Doel van de aanwijzing is de karakteristieke met de historische ontwikkeling samenhangende structuur en ruimtelijke kwaliteit van het gebied te onderkennen als zwaarwegend belang bij de verdere ontwikkelingen binnen het gebied. De aanwijzing beoogt op die wijze een basis te geven voor een ruimtelijke ontwikkeling die inspeelt op de aanwezige kwaliteiten, daarvan gebruik maakt en daarop voortbouwt.
Binnen het plangebied is een gebouw met monumentale waarden aanwezig. Dit gebouw is aangewezen als rijksmonument.
Adres | Beschrijving |
Nieuwe Parklaan 58 | Rudolf Steiner Kliniek, Antroposofische architectuur, bouwjaar 1924-1927 |
De ligging van het als zodanig aangewezen rijksmonument binnen het plangebied is weergegeven in Bijlage 1 bij de toelichting. In het plangebied bevinden zich geen karakteristieke panden.

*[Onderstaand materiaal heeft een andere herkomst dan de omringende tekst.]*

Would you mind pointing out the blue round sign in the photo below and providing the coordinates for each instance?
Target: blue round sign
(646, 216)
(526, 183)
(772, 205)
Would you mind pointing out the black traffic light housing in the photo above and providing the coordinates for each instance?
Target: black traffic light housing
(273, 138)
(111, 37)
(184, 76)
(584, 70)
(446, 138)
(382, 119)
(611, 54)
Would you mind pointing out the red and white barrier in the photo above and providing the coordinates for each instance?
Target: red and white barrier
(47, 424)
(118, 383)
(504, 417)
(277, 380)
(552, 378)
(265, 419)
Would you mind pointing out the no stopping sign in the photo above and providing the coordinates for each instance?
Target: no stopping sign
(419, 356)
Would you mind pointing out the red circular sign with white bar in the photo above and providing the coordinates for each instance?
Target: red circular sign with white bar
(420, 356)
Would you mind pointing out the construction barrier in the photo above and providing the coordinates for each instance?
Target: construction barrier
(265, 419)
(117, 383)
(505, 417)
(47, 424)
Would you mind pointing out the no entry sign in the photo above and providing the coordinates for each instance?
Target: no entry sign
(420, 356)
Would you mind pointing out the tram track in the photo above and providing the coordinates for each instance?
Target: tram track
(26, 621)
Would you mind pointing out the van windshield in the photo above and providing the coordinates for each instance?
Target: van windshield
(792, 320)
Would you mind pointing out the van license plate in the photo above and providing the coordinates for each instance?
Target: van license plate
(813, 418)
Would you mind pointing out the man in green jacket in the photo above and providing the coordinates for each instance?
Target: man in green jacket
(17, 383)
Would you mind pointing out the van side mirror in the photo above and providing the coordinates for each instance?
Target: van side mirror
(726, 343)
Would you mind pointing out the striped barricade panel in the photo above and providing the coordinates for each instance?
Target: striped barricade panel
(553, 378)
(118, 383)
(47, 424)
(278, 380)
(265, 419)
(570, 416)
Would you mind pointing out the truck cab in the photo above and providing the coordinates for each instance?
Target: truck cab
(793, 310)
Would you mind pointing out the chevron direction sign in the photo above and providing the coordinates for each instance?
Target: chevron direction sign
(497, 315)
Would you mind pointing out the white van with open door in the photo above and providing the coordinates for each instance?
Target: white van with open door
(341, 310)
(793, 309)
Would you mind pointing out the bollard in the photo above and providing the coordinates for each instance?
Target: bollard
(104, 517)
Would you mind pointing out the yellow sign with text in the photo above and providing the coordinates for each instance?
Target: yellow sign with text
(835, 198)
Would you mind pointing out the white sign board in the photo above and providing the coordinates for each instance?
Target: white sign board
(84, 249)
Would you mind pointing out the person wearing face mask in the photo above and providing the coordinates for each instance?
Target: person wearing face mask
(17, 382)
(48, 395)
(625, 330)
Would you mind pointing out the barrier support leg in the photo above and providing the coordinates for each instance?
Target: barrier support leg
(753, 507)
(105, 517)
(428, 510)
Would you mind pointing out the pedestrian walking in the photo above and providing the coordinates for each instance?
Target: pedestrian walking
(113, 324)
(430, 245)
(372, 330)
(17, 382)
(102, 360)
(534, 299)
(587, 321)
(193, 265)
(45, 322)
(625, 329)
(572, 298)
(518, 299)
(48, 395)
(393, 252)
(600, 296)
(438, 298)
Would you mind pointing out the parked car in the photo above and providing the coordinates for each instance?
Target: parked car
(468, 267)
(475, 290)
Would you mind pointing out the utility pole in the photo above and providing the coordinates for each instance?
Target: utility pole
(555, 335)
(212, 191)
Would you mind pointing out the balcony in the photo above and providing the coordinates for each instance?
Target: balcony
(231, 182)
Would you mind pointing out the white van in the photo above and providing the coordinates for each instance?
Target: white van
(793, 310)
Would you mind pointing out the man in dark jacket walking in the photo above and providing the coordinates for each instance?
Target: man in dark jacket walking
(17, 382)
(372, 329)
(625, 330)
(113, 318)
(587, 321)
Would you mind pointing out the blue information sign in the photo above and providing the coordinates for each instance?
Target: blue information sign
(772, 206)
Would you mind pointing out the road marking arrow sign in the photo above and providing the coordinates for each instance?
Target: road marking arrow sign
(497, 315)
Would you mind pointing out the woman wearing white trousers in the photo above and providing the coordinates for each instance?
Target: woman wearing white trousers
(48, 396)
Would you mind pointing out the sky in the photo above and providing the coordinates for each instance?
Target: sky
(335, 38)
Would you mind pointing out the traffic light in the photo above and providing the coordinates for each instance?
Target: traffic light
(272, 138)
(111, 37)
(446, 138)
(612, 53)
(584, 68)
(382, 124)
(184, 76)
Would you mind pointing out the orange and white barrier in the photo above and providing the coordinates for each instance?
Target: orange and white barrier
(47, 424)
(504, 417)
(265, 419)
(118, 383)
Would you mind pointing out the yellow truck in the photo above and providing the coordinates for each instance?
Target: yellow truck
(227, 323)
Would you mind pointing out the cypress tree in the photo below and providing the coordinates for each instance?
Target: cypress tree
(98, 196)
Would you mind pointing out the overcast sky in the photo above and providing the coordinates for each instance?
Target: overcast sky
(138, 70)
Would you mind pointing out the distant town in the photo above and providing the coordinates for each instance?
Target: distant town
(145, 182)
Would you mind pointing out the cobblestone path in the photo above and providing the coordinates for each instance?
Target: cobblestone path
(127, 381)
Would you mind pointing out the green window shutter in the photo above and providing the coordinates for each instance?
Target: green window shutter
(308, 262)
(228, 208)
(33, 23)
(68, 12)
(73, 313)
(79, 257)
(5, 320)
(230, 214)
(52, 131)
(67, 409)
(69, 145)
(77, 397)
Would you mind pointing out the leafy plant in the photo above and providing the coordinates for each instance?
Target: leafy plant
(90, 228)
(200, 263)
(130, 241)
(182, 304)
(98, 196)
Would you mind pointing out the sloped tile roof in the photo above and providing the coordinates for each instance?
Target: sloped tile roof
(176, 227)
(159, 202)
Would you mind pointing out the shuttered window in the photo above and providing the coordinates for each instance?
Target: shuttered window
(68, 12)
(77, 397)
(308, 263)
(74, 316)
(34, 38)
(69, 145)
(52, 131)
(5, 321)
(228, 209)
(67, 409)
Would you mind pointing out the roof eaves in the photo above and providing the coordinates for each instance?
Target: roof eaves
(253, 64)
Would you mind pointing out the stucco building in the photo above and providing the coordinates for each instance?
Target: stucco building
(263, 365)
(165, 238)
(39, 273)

Op onregelmatige grondslag gebouwd ziekenhuis ter hoogte van drie bouwlagen onder hoogopgaande a-symmetrische kap, gedekt met roestkleurige daktegels, totstandgekomen in 1924-'27 naar ontwerp van J.W.E. Buijs en J.B. Lursen, in een volgens opdracht - van de Antroposofische Vereniging Nederland - door de antroposofie ingegeven bouwtrant.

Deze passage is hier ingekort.